A very simple definition, from the pages of Chesteron’s newspaper K’s Weekly:
There are many readers of this Paper who are not members of the League. All who believe that ownership in the means of livelihood is normal to man, and necessary to liberty, and all who dislike and distrust the concentration of
control advocated by Socialists and practiced by Monopolists, should join the League. There is no other tenet for membership, and no other obligation…although active work is welcomed from all who can give it.
Elsewhere on the page, one could find this sidebar:
THE LEAGUE offers the only practical alternative to the twin evils of Capitalism and Socialism. It is equally opposed to both; they both result in the concentration of property and power in a few hands to the enslavement of the majority.


That doesn’t sound like much of a definition. I’ve recently found a bunch of self-described distributists who are extreme libertarians about government and argue that “Catholic distributism” is just a way of running one’s business activities. I would think there ought to be some additional statement like, “It is the role of government to inhibit or prohibit excessive concentration of capital and to enable and facilitate the wide distribution of capital.” Though again, some Austrians claim that governmental noninterference is the best way to achieve that. Can one really be a distributist just by saying, “I’d like it if most people owned the means of their own production,” and taking it no further?
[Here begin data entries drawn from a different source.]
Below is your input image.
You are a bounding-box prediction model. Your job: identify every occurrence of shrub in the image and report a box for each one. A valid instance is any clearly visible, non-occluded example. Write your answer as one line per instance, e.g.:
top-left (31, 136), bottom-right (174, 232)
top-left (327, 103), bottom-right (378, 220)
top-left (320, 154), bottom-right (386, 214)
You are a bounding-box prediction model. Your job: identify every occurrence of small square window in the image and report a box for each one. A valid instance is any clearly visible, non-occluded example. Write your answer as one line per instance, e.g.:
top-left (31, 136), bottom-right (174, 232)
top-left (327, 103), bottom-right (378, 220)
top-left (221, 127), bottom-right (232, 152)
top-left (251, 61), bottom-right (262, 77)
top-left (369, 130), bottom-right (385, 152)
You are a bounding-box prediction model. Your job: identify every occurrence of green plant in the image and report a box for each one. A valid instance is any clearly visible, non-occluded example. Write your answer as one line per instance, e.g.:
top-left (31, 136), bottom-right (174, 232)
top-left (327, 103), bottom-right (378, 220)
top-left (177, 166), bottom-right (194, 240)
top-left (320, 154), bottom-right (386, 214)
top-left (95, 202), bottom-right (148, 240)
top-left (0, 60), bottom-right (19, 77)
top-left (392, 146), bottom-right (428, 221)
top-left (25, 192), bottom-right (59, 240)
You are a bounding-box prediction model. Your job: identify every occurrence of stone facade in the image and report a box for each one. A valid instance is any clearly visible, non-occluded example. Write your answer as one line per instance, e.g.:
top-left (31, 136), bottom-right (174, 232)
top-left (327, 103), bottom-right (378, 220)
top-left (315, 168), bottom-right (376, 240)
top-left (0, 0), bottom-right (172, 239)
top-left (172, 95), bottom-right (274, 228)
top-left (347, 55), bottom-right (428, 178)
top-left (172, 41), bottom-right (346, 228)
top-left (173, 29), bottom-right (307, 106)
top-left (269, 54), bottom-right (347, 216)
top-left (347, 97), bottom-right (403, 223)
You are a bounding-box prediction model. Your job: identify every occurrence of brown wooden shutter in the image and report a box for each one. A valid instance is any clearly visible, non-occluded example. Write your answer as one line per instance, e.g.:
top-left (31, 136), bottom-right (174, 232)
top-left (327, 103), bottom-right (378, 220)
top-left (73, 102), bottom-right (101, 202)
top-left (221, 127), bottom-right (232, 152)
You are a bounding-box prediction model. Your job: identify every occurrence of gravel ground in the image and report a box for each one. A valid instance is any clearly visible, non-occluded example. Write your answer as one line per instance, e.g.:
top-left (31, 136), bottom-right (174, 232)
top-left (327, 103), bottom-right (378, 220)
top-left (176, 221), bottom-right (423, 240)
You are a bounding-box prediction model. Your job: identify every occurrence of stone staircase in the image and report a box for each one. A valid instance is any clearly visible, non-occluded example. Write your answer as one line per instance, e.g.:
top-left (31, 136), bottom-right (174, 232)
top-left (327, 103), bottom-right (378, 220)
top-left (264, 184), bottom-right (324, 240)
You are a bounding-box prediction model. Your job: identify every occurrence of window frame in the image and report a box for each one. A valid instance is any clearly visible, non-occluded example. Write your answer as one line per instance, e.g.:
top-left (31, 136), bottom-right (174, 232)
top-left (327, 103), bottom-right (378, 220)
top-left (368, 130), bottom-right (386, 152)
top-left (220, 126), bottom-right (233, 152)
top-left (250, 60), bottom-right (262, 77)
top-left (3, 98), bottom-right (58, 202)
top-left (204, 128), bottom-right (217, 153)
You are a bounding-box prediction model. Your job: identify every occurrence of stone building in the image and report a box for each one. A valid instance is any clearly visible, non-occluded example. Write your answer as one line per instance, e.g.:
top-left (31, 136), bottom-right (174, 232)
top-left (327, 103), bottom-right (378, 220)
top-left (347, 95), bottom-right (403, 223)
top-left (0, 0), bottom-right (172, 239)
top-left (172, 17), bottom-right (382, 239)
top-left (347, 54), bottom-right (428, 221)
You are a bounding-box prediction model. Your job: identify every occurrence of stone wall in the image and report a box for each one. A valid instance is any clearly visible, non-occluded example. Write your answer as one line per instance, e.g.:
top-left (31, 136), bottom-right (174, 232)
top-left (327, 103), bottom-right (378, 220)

I like the theory behind distributism. But I don’t think it could work in our times. Like it or not, what runs our economy, despite the myth of small businesses, are the income, etc. from the big multi-thousand employee companies. Most small businesses fail or make very little. The true middle-class wealth came from big manufacturing and other businesses.
I think the only practical way it would work would be to have substantial employee ownership in big businesses, including an active say in the how the company is run. Though the owners of Microsoft, Facebook, etc. would severely object to giving up their control.
It is this sort of shared ownership, of “economic democracy” in large enterprises, where the vision of a certain kind of “socialism” and distributivism” meet. The cooperative corporation in Spain, Mondragon, is usually the poster child for this.
Also, while the relationship is perhaps less direct, I would hold up the structures of large enterprises found in Germany to be examples as well.
You’re confusing disease and cure. The capitalists’ having monopolized the means of production is the reason one usually has to be aligned with them in order to get anything for oneself.
And why should worker ownership and control be merely “substantial” and have merely “a say”? Why can’t a worker function equally well as an owner of capital? (It requires so little effort as to barely qualify as a function anyway, which is kind of the whole point of the current system.) Once shares are equally distributed and management is democratically elected the distinction between capital and labor will vanish, and capital will be remembered as the expropriative hoax phantom that it is.
Of course, there is another aspect to this, one that is very rarely discussed, and that is the need to democratize, in whole or in part, the process of capital formation and investment. This, of course, goes beyond the democratization of large enterprises, as important as that is.